Justiça nega pedido de censura do CFM a entrevista

Decisão liminar manteve entrevista de médica que criticou resolução CFM 2.378/2024. A normativa, suspensa pelo STF, restringia acesso ao aborto legal

Tentativa do Conselho Federal de Medicina (CFM) de retirar do ar entrevista com conteúdo crítico foi frustrada pela Justiça, em decisão liminar. A médica Lígia Bahia e o Instituto Conhecimento Liberta (ICL) são alvo da persecução judicial do CFM. Além de censurar o conteúdo, o CFM pede indenização de 100 mil reais da médica sanitarista, professora da Universidade Federal do Rio de Janeiro (UFRJ).

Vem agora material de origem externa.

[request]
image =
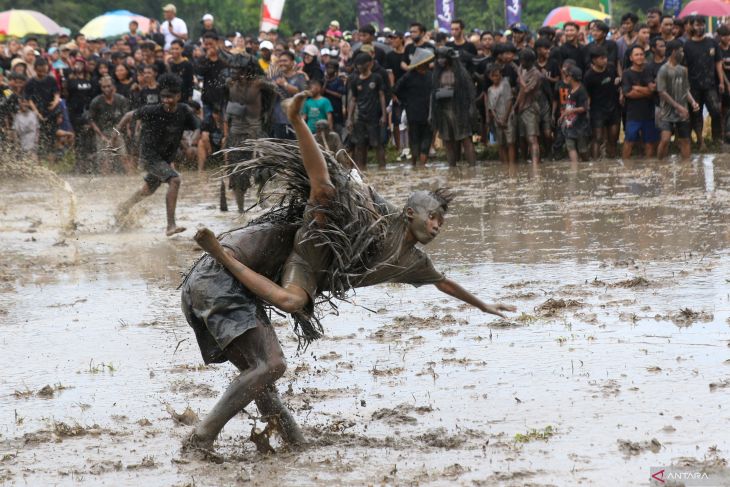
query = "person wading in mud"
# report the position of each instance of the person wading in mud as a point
(163, 125)
(289, 263)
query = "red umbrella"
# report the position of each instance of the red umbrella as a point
(707, 8)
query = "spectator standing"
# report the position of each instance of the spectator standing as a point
(172, 27)
(367, 95)
(105, 111)
(413, 90)
(452, 106)
(639, 88)
(44, 97)
(182, 67)
(674, 93)
(605, 110)
(704, 64)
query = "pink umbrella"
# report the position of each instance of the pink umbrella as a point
(707, 8)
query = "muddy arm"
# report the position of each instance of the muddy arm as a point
(451, 288)
(287, 299)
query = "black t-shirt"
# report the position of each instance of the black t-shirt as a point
(611, 52)
(41, 92)
(602, 89)
(162, 130)
(414, 91)
(392, 63)
(184, 69)
(367, 96)
(638, 108)
(80, 94)
(576, 53)
(700, 58)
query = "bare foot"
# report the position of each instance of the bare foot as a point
(173, 230)
(206, 239)
(293, 106)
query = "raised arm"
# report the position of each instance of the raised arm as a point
(451, 288)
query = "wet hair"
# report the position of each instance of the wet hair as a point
(601, 25)
(575, 73)
(170, 82)
(653, 42)
(675, 44)
(543, 43)
(443, 197)
(527, 55)
(630, 16)
(597, 51)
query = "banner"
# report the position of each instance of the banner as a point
(673, 6)
(370, 12)
(444, 14)
(513, 11)
(271, 11)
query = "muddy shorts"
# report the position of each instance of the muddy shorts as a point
(682, 129)
(529, 120)
(218, 308)
(158, 172)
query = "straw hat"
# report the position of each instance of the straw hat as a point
(421, 56)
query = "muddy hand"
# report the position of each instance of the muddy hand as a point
(497, 308)
(207, 241)
(293, 106)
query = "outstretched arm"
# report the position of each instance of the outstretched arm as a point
(453, 289)
(289, 299)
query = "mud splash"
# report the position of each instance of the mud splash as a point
(408, 386)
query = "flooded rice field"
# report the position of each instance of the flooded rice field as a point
(616, 364)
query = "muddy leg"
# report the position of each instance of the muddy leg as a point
(124, 208)
(173, 187)
(259, 349)
(270, 404)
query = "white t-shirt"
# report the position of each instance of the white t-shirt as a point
(26, 127)
(178, 26)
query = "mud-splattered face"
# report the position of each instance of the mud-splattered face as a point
(425, 217)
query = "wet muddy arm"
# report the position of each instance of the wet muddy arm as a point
(451, 288)
(287, 299)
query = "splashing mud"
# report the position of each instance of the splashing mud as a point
(617, 359)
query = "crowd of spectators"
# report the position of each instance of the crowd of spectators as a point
(552, 93)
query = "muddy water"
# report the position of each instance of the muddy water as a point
(409, 386)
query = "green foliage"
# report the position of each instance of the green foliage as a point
(309, 15)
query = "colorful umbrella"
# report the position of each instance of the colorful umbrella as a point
(708, 8)
(20, 23)
(113, 24)
(581, 16)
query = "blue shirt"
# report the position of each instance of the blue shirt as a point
(316, 110)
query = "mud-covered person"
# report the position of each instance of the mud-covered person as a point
(162, 129)
(240, 333)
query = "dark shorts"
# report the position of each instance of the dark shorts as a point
(641, 131)
(158, 172)
(366, 133)
(218, 308)
(682, 129)
(420, 136)
(604, 119)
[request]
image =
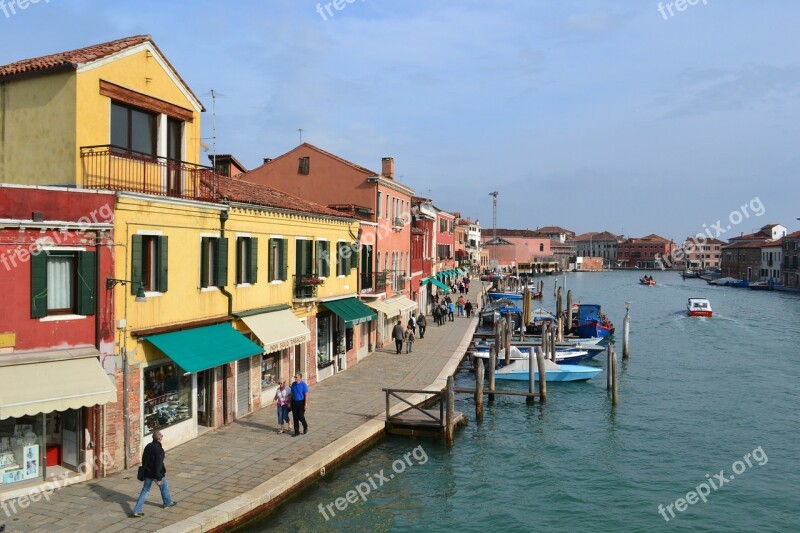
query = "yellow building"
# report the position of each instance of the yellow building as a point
(221, 287)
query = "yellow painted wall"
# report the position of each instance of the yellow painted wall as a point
(37, 130)
(44, 120)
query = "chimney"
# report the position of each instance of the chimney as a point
(387, 167)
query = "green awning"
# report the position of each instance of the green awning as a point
(439, 284)
(199, 349)
(351, 310)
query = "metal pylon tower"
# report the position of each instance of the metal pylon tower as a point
(494, 225)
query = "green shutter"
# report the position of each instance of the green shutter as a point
(136, 263)
(86, 283)
(354, 256)
(271, 259)
(222, 262)
(284, 259)
(39, 285)
(163, 265)
(239, 258)
(204, 262)
(253, 270)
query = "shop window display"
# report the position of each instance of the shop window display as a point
(20, 459)
(167, 397)
(270, 369)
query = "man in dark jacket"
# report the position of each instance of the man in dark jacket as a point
(397, 335)
(154, 470)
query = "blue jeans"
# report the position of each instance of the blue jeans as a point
(165, 496)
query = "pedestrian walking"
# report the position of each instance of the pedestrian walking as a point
(409, 337)
(283, 397)
(299, 403)
(153, 470)
(422, 324)
(397, 335)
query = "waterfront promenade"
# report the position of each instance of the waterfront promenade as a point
(228, 472)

A decisão liminar avalia que as declarações de Lígia em sua entrevista “devem ser compreendidas como abarcadas pela liberdade de expressão e de crítica política, ainda que contundentes”.

“O que se ventilou na mencionada entrevista também foi alvo de críticas à atuação do CFM em outros veículos de imprensa, seja no que tange à sua tolerância na utilização de tratamentos sem eficácia comprovada durante a pandemia de Covid-19, seja no que concerne à recente Resolução CFM 2.378/2024, que proibiu aos médicos a interrupção de gravidez nos casos de aborto previsto em lei”.

Para o professor Dirceu Greco, membro da Frente pela Vida e da Comissão Científica da Sociedade Brasileira de Bioética, “o CFM entrou com ação judicial extemporânea, intimidatória e incabível contra a professora Lígia”.

“Junto com nossas entidades, nos solidarizarmos e mobilizarmos, pessoal, material e politicamente, a favor da professora Lígia e de todas as pessoas que se posicionam a favor da saúde e dos direitos de todas e todos”, afirmou. Em plenária realizada nesta manhã, a Frente pela Vida aprovou moção de solidariedade a Lígia Bahia.

Resolução criticada por Lígia Bahia foi suspensa pelo STF

A resolução CFM 2.378/2024 impedia a assistência adequada, ao negar o procedimento de assistolia fetal, indicado para interrupções tardias. A normativa foi suspensa pelo Supremo Tribunal Federal (STF), atendendo pedido do Centro Brasileiro de Estudos de Saúde (Cebes), da Sociedade Brasileira de Bioética (SBB), da Associação Brasileira de Saúde Coletiva (Abrasco), da Rede Unida e do Partido Socialismo e Liberdade (Psol), na Arguição de Descumprimento de Preceito Fundamental (ADPF 989).

A ADPF busca garantir condições seguras de assistência ao aborto legal, previsto desde 1940 em casos de estupro e risco de vida, e permitido também em casos de anencefalia. O acesso tardio ao aborto legal reflete a inequidade na assistência, atingindo de forma desproporcional crianças (10-14 anos), mulheres pobres, pretas e moradoras da zona rural.

Especialistas ouvidos pelo Cebes Debate avaliam que a demora no atendimento ao aborto legal, gerando interrupções tardias, é um projeto político. Clinicamente simples, o aborto legal poderia ser feito com segurança na UBS nos estágios iniciais, mas é postergado deliberadamente pelo lobby antiaborto.